In 1969, already regarded as one of the chief prophets of the space age, Clarke joined CBS newsman Walter Cronkite and astronaut Wally Schirra in narrating the landmark Apollo 11 lunar landing. Clarke returned for coverage of Apollo missions 12 and 15. Later, he served as first Chancellor of the International Space University formed by Peter Diamandis, presiding from 1989 to 2004.
But while Clarke is extremely well known for his interest in space, he has also held a lifelong fascination with the paranormal (reflected in his novel Childhood's End). He has published a number of works on the topic (some in conjunction with professional skeptic James Randi), and he has produced such related television programs as Arthur C. Clarke's Mysterious World (1981) and Arthur C. Clarke's World of Strange Powers (1984). Clarke admits to having once been duped by Uri Geller during a demonstration at Birkbeck College. But in the spirit of true scientific objectivity he advocates continued research into alleged instances of telekinesis and other paranormal phenomena.
In 1988 Clarke sufferred a return to mobility problems and he was diagnosed with post-polio syndrome (an affliction shared by author Robert Anton Wilson).
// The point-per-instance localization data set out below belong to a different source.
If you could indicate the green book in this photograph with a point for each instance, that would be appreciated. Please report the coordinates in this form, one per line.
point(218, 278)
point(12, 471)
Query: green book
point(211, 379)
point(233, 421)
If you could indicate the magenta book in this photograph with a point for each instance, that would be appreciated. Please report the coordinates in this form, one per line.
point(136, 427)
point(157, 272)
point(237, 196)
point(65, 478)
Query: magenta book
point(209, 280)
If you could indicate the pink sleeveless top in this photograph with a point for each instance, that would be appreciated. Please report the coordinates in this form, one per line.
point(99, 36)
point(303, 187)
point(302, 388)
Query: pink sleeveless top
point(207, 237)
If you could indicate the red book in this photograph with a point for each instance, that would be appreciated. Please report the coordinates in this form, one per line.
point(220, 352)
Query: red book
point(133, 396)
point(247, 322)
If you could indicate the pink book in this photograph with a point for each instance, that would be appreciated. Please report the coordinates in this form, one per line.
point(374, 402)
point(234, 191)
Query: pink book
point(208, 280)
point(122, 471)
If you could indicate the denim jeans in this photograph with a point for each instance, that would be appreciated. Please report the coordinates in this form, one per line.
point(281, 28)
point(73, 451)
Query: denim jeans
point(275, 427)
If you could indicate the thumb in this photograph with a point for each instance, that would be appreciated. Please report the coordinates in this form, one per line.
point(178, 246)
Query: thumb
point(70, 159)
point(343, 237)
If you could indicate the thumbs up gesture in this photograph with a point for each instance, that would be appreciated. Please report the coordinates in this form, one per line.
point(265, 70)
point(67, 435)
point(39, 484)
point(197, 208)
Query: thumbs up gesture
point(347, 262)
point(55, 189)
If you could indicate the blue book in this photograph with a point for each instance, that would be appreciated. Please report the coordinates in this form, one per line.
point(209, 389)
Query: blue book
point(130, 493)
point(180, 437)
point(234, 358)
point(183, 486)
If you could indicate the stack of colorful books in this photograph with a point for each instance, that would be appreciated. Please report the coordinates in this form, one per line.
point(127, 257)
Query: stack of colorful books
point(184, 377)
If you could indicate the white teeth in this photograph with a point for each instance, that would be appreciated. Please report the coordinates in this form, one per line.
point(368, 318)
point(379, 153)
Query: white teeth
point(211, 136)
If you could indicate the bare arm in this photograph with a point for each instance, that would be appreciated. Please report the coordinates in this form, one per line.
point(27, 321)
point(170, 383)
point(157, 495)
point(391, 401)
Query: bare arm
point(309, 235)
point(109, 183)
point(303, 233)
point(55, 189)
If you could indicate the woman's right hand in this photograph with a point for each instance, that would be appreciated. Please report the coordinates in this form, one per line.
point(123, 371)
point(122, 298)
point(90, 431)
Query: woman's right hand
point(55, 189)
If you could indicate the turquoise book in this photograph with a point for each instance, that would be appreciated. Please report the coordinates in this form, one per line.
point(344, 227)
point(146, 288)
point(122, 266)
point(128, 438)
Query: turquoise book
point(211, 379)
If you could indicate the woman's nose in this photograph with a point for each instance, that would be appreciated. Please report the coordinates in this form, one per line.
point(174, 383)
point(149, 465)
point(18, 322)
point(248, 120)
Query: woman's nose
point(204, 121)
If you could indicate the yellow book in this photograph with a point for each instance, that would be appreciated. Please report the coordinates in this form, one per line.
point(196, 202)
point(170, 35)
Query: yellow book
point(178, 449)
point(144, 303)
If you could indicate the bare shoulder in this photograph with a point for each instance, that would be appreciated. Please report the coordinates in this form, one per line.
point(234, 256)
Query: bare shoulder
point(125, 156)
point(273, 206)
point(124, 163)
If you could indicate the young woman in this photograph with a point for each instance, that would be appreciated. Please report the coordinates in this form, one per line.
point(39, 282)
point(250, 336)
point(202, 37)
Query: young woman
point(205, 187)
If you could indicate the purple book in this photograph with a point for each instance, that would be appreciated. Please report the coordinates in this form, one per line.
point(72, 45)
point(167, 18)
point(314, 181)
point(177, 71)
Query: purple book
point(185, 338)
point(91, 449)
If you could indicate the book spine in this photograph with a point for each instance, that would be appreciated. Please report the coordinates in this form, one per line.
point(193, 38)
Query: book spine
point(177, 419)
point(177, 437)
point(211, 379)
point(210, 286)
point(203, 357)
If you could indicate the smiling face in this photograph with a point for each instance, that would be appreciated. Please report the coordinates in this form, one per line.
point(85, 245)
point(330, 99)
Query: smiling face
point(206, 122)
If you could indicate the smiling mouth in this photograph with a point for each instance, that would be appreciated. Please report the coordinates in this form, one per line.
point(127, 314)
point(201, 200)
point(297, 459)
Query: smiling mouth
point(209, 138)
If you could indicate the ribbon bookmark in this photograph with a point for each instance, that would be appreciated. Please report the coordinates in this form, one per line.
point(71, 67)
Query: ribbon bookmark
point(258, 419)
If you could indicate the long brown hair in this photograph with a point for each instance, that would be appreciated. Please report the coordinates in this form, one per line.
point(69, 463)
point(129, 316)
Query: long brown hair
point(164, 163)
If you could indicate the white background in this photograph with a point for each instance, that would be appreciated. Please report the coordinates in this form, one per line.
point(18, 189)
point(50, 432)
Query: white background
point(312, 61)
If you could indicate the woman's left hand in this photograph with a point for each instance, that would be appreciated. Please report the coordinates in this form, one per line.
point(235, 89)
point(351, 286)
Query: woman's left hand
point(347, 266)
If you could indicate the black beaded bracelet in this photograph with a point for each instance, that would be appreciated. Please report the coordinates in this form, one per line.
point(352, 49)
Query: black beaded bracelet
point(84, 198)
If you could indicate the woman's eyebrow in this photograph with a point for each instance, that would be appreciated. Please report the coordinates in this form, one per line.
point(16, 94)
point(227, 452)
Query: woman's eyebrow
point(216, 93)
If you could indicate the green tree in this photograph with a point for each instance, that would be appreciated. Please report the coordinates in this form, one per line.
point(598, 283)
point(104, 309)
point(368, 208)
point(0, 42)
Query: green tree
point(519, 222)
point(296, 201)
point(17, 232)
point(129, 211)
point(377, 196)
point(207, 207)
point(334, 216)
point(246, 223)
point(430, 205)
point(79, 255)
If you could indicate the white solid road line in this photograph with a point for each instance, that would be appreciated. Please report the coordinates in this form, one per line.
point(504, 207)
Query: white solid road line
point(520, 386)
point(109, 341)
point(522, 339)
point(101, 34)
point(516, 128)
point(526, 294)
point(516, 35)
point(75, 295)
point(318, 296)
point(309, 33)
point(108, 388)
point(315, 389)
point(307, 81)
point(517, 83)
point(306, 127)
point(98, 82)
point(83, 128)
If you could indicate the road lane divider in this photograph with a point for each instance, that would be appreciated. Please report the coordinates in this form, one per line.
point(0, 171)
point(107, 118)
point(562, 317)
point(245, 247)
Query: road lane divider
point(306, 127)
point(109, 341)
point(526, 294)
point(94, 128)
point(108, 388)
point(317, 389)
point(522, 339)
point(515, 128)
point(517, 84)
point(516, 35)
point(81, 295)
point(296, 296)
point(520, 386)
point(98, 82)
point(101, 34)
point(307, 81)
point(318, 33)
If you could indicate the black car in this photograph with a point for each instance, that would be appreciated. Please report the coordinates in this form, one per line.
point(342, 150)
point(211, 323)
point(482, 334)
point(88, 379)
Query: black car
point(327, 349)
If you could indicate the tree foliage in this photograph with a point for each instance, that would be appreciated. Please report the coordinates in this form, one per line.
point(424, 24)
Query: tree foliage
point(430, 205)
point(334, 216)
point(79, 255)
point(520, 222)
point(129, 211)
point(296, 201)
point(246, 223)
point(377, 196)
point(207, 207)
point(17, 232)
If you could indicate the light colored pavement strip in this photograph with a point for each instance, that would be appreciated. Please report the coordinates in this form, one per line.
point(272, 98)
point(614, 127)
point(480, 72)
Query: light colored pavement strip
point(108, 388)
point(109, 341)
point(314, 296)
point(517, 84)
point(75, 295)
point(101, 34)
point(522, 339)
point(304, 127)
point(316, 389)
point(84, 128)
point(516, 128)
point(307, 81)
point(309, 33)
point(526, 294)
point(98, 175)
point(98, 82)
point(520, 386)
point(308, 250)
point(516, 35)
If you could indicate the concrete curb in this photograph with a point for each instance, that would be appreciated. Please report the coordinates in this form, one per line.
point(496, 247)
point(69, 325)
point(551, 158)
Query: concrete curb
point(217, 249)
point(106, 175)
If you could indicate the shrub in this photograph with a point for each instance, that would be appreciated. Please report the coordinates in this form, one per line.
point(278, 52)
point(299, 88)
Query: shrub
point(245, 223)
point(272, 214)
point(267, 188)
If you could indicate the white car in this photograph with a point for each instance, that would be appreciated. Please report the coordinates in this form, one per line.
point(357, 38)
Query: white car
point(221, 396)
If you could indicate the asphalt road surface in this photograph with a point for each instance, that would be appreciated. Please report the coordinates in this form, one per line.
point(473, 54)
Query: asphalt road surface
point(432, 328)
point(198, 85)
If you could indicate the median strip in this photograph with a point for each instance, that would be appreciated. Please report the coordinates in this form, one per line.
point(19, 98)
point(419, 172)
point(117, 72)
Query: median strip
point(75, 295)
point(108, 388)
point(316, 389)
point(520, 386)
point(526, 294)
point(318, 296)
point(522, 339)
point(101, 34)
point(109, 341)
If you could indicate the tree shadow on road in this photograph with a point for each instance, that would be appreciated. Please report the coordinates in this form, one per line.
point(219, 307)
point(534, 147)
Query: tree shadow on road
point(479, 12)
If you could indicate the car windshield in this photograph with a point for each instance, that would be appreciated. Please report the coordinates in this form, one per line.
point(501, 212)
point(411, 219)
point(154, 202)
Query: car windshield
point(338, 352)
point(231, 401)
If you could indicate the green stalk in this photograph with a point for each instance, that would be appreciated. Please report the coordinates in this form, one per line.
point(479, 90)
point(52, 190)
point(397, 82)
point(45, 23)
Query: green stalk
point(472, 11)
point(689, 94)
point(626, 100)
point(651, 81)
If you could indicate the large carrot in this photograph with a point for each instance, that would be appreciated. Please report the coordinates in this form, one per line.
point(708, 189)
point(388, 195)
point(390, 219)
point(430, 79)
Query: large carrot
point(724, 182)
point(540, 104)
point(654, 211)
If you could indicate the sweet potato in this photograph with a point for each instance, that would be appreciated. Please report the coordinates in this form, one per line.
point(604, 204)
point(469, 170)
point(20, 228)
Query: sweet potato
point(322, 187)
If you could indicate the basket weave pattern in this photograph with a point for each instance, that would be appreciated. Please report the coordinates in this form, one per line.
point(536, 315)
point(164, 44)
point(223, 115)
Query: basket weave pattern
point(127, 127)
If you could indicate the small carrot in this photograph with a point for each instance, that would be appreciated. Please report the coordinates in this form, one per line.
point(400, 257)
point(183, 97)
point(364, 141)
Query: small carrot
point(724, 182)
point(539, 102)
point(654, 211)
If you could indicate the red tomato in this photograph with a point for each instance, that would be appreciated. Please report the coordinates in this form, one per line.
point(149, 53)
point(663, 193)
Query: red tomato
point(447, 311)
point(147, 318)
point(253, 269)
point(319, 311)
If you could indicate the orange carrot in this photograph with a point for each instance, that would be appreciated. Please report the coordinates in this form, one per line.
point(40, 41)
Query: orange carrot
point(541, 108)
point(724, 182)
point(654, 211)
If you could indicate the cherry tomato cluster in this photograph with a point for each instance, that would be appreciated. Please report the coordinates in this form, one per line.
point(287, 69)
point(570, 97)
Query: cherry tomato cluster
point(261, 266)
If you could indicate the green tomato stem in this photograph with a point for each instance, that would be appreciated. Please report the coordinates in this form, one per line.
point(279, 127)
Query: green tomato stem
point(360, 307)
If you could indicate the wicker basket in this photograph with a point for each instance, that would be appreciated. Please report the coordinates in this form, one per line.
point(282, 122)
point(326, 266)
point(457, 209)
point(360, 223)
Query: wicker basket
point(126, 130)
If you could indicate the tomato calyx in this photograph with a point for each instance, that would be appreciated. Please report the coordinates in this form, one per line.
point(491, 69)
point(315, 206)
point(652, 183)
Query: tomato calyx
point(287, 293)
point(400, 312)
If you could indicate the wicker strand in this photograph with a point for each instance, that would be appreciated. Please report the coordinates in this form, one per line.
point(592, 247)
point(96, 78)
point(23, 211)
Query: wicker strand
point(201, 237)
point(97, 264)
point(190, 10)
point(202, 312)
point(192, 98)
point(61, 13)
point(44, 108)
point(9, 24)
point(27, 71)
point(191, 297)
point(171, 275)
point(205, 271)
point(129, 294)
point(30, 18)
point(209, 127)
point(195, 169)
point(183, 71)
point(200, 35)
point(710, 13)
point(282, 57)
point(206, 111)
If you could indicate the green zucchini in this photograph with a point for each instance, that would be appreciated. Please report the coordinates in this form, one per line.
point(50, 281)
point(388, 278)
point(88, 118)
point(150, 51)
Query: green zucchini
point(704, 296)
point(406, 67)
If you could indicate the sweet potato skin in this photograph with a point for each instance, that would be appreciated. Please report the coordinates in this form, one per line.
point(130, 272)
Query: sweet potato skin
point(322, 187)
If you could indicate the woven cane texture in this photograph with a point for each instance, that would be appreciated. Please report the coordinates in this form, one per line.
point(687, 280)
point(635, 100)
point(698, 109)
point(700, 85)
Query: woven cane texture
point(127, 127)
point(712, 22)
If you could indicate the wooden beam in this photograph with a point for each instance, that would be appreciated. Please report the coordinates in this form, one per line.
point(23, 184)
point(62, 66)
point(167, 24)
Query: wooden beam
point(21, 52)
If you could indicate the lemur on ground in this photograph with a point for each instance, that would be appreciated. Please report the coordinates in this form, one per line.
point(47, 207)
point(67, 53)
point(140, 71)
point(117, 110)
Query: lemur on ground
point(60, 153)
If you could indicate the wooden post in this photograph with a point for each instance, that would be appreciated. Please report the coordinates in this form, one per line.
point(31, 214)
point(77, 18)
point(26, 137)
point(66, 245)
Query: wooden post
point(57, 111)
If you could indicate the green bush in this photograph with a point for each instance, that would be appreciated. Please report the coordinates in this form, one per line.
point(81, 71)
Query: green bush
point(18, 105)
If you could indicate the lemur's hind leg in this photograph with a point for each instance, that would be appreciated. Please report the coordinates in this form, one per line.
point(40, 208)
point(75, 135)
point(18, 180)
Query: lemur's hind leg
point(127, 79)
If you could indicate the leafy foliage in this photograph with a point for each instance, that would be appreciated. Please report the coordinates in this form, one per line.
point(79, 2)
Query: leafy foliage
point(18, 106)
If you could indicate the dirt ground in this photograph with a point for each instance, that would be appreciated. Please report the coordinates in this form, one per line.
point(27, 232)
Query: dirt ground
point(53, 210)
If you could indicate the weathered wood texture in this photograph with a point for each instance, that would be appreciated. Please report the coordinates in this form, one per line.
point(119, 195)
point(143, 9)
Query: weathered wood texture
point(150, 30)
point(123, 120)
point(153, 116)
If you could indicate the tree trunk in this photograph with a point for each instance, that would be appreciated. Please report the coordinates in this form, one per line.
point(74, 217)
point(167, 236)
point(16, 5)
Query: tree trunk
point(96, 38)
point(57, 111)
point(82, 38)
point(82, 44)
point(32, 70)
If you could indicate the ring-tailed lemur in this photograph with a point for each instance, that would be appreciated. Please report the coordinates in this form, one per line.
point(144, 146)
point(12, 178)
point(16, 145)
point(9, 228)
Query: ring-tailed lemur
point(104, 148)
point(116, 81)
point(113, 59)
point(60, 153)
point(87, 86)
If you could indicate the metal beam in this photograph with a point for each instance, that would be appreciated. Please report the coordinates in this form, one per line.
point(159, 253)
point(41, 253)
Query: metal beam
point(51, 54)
The condition eventually confined him to a wheelchair. Ten years later, in 1998, Clarke's was about to be invested with knighhood when another setback struck: the British tabloid The Sunday Mirror accused Clarke of being a pedophile. Although the allegations were ultimately discredited, the scandal delayed his investiture some two years. Due to his wheelchair and health limitations, Sir Arthur's ceremony was performed in his adopted home of Sri Lanka by the UK High Commissioner.
In the new millenium, Arthur C. Clarke continued to publish substantial new work. In addition to his fiction and his science works, he has also published two autobiographies: Ascent to Orbit and Astounding Days. His correspondence with various figures (director Peter Hyams, author C. S. Lewis, etc.) have been published in various volumes, and many of his essays can be found in Greetings, Carbon-Based Bipeds!. Neil McAleer's Arthur C. Clarke: The Authorized Biography was published in 1992.
In addition to writing, Clarke served as the Honorary Board Chair of the Institute for Cooperation in Space (founded by Dr. Carol Rosin), and his legacy is being defined and preserved under the auspices of the Arthur C. Clarke Foundation. Among his many distinctions, and in addition to the Clarke Orbit, Sir Arthur could also boast both an asteroid (4923 Clarke) as well as a species of Ceratopsian dinosaur, Serendipaceratops arthurcclarkei, named in his honor. In 1986 the Arthur C. Clarke Award was established to encourage excellence in British science fiction.
Clarke died 19 March 2008 of heart failure at his home in Sri Lanka.